#6: We don't mess around (with safety)

So, I realize that the collecting trip looks like it's all fun and leisure ... and it is for the most part; our work is fun work, but with a VERY healthy dose of safety. Today's dives really highlighted the precautions we take when diving. Up until today our dives had been no deeper than 45 ft., but today we found a new dive site. When we swam down and hit bottom our gauges read 77 ft. We were all looking at each other with that "whoa" look on our faces (which looks really different through a dive mask.)

But why does going deeper require more caution? There's something about nitrogen I don't quite understand, but I just spent an hour talking with Captain Lou (a VERY experienced Dive Master) to try and understand why we stop and hang out in one spot for a few minutes on our way to the surface.
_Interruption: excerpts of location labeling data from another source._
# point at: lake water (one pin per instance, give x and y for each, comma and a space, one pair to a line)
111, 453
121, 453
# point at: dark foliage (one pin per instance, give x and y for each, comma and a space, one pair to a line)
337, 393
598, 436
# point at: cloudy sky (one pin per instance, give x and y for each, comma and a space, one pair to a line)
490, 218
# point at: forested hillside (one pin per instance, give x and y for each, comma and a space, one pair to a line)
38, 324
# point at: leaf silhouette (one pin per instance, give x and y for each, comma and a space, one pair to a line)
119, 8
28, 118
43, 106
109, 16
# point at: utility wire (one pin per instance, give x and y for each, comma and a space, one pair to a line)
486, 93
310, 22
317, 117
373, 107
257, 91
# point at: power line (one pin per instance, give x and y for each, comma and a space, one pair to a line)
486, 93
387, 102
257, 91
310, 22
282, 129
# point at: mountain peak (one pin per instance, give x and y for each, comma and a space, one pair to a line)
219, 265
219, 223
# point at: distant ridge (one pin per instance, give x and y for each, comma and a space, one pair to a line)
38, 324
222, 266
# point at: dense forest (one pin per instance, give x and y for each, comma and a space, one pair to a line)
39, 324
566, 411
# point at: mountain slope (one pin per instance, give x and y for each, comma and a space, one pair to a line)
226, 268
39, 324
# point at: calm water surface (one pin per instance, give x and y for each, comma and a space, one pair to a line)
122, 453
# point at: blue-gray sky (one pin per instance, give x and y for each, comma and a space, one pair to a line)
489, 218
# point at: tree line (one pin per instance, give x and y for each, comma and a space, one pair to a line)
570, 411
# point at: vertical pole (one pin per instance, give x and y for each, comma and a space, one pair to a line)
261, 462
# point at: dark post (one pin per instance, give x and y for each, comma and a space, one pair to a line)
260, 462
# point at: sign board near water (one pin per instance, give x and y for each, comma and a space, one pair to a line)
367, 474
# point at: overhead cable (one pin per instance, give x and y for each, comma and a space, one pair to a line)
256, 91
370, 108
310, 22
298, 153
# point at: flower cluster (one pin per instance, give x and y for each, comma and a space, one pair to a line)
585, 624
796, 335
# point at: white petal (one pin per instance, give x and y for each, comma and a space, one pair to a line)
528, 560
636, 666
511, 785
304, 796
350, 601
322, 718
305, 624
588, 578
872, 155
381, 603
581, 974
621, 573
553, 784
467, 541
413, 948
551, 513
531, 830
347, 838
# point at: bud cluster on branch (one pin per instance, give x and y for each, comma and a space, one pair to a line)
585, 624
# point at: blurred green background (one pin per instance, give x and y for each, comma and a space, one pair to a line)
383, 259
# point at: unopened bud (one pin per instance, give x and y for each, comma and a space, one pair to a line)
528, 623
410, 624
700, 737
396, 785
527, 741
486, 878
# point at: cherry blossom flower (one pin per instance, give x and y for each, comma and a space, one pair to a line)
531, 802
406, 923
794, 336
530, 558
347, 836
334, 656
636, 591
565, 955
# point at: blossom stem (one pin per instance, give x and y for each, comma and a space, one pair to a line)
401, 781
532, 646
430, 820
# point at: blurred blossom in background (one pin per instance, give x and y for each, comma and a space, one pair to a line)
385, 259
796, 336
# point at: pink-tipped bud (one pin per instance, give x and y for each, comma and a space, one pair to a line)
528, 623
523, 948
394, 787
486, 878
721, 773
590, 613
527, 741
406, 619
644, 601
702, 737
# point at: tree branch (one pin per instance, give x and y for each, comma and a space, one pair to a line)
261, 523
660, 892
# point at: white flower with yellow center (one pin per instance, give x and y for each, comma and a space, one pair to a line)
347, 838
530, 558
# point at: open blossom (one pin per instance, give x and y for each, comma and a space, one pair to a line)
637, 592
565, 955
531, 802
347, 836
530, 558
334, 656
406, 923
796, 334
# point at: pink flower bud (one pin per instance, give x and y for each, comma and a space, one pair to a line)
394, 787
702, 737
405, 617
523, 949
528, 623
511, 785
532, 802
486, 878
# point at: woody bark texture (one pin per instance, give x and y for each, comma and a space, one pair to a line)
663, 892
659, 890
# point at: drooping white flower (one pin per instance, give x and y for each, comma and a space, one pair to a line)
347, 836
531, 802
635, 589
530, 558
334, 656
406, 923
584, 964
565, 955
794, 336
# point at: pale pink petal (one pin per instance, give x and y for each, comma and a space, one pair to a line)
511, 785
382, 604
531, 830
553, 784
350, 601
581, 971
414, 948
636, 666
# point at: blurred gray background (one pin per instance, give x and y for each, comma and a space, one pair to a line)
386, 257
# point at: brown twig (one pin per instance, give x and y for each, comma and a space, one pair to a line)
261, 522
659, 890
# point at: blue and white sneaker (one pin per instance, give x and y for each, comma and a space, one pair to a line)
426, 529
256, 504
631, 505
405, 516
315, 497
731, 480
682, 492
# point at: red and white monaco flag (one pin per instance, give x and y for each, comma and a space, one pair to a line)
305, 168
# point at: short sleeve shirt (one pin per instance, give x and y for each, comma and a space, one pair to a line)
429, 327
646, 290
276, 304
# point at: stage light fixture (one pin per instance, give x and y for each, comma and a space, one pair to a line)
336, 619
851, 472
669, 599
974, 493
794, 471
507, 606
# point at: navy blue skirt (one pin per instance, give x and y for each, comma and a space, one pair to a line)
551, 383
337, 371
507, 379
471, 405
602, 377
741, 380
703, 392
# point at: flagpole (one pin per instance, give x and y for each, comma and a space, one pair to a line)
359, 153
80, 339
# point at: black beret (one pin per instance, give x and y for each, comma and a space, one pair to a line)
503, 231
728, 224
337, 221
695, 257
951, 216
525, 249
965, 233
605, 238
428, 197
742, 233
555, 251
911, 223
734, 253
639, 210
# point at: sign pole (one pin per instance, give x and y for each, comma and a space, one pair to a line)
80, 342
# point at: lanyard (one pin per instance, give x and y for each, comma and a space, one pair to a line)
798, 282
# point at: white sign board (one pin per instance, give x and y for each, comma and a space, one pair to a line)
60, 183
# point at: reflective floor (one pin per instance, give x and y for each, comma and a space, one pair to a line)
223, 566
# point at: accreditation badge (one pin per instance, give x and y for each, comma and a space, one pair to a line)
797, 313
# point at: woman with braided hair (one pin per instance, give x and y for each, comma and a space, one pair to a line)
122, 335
Here's my layman's attempt to explain it. The deeper you go, the more pressure is put on your body. Oxygen still moves through your body as you inhale and exhale, but for some reason, nitrogen tends to build up and not flow through your body the way it should. Coming to the surface slowly (a gradual release of pressure on your body) allows your body to gradually reabsorb and release the built up nitrogen.

The deeper you go, the more it builds up, and the more time you should give you body to readjust. If that doesn't make any sense, please do not hold it against Captain Lou, he tried his best to help be understand. On a side note ... We also bring the fish we've collected to the surface very slowly by leaving them in a barrel underwater and slowly raising it onto the boat. Fish have a swim bladder, an air filled sac, that controls their buoyancy in the water. If we bring them to the surface too fast, the air in their swim bladder can expand, causing them to float and tilt to one side. Not good.

Okay back to safety. I do know this about deeper dives ... it's darker, and you're further from the boat which makes it harder to orient yourself and make sure you haven't strayed too far. When diving at any depth there may also be currents that can cause you to slowly drift away. As a precaution we always dive with a buddy, and we always take a compass reading so you know which direction to swim to get back to the boat.

We also have a safety observer for every dive. The observers job is to watch for anyone coming to the surface in distress. I almost always look distressed when I surface because I'm winded and my mask has usually filled with water, and everyone knows it now, but everyone still checks to make sure I'm okay. That's good safety.